As veins and venules are ubiquitous, there is a certain chance that they traverse any type of WML coincidentally. Tan et al. [19] discuss the presence of veins within hypoxic ischemic WMLs as an incidental finding on SWI, but did not investigate this issue systematically. They hypothesize that the mere presence of a small vein within a lesion might not be more than coincidence, while the correspondence of ovoid lesions along a vein was typical for MS [19]. However, patients showing only the classical morphological findings for MS with typically ovoid predominantly periventricular lesions do not represent a great diagnostic challenge for the radiologist. Yet, patients in whom, at least part of the lesions are unequivocal in shape and localization, are the ones whose additional MS-specific findings would be very helpful. Thus, we did not take into account the shape of the individual lesion in our analysis, but focused purely on the presence of a central vein. Our results do not support the hypothesis that the presence of a central vein on SW imaging is a specific finding for MS [1820].

In addition to the above-mentioned applications of SW imaging in MS, the technique has also been reported to be superior to FLAIR with regard to the number of identified MS lesions [30]. We used FLAIR as the gold standard for WMLs because it is especially sensitive to white matter pathologies [31, 32]. Thus, our results cannot give information about the potential superiority of SWAN compared to the FLAIR in detecting WMLs. A comparison of these two sequences regarding the sensitivity in detecting WMLs is limited anyway, since they are measuring different features, one T2 weighting and the other the susceptibility phase. Previous studies have shown that the two methods are complementary in that SWI sees some lesions not seen by T2 imaging and vice versa [30, 33]. Nevertheless, in this study all WMLs (MS and microangiopathic) detected on FLAIR were also reliably visualized on SWAN.
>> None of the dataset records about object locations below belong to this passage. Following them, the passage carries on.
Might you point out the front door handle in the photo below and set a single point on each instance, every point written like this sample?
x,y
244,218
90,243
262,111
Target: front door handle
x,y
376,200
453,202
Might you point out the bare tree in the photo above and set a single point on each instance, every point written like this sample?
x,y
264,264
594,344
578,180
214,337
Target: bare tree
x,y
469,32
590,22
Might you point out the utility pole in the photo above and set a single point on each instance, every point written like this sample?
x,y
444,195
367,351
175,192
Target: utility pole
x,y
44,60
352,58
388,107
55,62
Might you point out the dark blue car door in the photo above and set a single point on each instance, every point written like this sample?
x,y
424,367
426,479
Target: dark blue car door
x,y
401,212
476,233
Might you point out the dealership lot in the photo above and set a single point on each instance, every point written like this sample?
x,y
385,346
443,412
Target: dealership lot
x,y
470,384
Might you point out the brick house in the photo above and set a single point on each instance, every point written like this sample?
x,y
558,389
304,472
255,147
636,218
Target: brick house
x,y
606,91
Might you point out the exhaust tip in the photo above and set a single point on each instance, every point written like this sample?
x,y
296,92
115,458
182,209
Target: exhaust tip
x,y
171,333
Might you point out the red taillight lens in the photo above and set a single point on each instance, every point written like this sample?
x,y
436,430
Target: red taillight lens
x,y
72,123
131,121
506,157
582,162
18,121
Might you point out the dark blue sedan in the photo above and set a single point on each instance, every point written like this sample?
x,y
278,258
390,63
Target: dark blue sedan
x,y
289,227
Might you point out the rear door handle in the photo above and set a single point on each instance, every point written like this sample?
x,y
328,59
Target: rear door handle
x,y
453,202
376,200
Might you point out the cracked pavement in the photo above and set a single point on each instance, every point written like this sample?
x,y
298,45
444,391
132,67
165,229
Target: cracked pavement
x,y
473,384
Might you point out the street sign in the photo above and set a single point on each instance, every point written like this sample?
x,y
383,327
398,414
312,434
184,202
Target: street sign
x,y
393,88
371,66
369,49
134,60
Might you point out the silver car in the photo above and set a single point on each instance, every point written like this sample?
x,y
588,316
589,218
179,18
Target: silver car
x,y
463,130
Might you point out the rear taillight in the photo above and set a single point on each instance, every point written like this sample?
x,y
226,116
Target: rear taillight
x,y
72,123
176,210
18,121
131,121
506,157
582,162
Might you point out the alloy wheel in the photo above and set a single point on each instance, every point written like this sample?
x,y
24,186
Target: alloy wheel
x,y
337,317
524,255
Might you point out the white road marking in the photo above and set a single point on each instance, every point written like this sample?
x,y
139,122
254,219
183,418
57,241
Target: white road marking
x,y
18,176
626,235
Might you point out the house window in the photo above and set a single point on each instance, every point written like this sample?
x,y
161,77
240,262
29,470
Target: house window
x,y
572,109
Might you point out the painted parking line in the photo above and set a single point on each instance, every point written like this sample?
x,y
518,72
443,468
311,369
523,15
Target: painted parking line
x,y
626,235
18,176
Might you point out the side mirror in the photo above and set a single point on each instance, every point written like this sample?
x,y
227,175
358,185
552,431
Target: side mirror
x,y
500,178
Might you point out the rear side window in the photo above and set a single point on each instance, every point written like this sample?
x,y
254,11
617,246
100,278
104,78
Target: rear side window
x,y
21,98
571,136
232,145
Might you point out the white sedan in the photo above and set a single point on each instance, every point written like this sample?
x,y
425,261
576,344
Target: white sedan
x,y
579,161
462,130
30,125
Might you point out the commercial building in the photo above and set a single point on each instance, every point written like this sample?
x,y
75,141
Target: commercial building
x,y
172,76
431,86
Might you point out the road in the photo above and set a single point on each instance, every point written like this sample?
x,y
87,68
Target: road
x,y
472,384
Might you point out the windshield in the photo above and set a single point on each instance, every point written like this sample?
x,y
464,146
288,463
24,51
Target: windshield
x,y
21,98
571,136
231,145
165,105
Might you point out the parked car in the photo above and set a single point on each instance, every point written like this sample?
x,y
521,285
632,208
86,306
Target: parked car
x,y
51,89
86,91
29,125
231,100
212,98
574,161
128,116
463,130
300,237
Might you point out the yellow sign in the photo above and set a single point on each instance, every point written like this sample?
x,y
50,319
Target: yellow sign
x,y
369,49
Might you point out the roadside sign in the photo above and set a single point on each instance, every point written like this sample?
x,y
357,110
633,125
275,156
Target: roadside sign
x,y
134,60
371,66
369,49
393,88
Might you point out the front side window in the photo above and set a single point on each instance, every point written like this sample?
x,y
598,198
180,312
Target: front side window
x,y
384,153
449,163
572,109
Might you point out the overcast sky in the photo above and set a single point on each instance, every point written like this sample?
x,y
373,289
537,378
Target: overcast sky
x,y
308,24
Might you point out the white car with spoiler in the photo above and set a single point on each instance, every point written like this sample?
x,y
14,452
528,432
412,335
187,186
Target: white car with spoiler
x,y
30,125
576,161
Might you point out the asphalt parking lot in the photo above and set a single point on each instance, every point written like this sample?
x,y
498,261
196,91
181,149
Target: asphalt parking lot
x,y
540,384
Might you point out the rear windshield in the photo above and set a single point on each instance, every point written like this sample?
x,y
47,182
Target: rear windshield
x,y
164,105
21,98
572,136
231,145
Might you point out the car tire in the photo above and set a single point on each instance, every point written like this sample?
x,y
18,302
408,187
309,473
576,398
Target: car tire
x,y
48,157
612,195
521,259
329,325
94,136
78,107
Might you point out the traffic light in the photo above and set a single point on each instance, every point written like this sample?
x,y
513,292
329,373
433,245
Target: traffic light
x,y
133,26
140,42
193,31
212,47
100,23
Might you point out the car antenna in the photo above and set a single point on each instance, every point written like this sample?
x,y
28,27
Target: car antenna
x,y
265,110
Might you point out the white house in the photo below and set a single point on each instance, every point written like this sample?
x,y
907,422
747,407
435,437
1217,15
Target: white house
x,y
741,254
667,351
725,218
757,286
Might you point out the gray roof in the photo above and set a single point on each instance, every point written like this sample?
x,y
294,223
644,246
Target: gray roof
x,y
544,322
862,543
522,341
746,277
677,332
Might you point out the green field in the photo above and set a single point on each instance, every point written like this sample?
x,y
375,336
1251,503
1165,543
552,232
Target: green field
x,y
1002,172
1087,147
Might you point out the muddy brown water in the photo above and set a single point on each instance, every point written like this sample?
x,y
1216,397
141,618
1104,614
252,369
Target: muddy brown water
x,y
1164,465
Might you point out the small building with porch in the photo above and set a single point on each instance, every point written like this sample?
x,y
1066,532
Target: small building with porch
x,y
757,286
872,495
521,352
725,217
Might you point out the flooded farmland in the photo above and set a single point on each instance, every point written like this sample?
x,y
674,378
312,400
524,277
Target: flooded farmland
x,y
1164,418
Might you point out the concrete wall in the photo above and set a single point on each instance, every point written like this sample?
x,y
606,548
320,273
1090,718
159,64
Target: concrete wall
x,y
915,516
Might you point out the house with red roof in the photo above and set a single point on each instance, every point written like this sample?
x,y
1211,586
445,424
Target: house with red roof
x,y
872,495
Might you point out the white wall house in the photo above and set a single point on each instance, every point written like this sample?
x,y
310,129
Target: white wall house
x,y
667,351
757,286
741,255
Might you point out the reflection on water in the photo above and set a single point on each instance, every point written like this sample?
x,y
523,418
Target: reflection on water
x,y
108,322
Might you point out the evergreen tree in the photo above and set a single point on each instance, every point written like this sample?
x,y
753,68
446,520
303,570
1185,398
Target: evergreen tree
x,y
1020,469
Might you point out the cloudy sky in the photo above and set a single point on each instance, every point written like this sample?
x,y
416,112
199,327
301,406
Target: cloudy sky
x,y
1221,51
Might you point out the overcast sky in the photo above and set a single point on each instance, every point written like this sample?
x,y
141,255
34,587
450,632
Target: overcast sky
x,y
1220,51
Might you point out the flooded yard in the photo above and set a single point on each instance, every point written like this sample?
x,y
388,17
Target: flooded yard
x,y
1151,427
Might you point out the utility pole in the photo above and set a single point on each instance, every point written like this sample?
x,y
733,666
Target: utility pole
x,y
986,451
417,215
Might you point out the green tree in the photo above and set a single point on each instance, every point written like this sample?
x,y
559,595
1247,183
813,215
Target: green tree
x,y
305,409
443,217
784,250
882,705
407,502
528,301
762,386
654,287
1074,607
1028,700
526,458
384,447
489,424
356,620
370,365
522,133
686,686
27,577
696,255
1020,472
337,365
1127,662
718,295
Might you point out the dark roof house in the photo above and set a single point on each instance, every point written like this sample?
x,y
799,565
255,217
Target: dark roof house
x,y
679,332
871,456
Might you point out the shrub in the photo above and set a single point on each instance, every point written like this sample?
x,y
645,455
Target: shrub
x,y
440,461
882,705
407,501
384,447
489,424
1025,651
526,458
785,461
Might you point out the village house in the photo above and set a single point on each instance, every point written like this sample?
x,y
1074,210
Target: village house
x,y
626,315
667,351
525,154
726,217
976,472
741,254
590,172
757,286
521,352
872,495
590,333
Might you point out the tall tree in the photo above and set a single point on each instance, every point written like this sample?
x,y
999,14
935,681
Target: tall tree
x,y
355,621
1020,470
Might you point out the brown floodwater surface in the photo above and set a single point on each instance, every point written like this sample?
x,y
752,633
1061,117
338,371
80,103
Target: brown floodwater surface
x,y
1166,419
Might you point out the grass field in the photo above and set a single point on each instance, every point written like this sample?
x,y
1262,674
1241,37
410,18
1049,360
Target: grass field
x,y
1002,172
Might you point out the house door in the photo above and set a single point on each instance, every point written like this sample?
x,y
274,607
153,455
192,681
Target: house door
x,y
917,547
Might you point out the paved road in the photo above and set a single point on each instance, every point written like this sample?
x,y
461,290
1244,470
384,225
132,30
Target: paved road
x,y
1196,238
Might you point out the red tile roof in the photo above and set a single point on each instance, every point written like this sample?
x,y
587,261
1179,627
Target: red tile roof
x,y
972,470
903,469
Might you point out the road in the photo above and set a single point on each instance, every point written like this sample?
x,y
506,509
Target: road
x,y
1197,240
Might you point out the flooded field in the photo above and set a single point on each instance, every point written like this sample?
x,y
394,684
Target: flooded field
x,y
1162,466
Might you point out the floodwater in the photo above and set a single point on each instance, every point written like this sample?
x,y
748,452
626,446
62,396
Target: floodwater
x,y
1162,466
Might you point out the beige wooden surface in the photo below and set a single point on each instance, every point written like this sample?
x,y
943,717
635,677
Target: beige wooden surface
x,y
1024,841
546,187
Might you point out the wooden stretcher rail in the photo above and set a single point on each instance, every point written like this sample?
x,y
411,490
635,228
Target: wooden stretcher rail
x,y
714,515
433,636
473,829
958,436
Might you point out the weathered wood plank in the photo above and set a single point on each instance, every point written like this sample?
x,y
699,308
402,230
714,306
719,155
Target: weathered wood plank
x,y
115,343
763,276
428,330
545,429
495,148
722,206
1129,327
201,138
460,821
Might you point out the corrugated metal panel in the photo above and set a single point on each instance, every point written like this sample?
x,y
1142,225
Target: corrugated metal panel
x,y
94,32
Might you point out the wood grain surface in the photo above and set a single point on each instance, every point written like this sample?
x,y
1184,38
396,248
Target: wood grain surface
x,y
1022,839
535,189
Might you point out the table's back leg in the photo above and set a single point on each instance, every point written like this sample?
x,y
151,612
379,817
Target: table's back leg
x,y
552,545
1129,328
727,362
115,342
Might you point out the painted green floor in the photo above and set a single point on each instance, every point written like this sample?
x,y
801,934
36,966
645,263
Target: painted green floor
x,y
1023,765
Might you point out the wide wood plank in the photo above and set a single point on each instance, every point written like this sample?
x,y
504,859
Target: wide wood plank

As a limitation to this study the problem of the quantification of WMLs has to be mentioned. In this study, two neuroradiologists counted the WMLs in consensus and did not use semi- or fully-automated quantification methods. Furthermore, we did not account for the size of the lesions. Hence, a correlation between the size of the lesion and the presence of a central vein could not be performed. Another limitation is the consideration of the infratentorial lesions as both sequences, FLAIR and SW imaging, have their limitations in the infratentorial region. Furthermore, the slice thickness between the FLAIR (5 mm) and the SWAN (2.6 mm) sequence has to be mentioned. Since we did not aim to compare the sensitivity of the SWAN and the FLAIR regarding the detection of WMLs, but to access the differential diagnostic value of the depiction of a central vein within a certain WML, the aforementioned limitations do not necessarily influence our conclusions.

In summary, the results of this study indicate that the detection of a central vein within a WML cannot be considered a specific finding for MS. As far as MR imaging is concerned, the typical distribution and shape of the lesions are up to the present still the major criteria for the diagnosis of MS.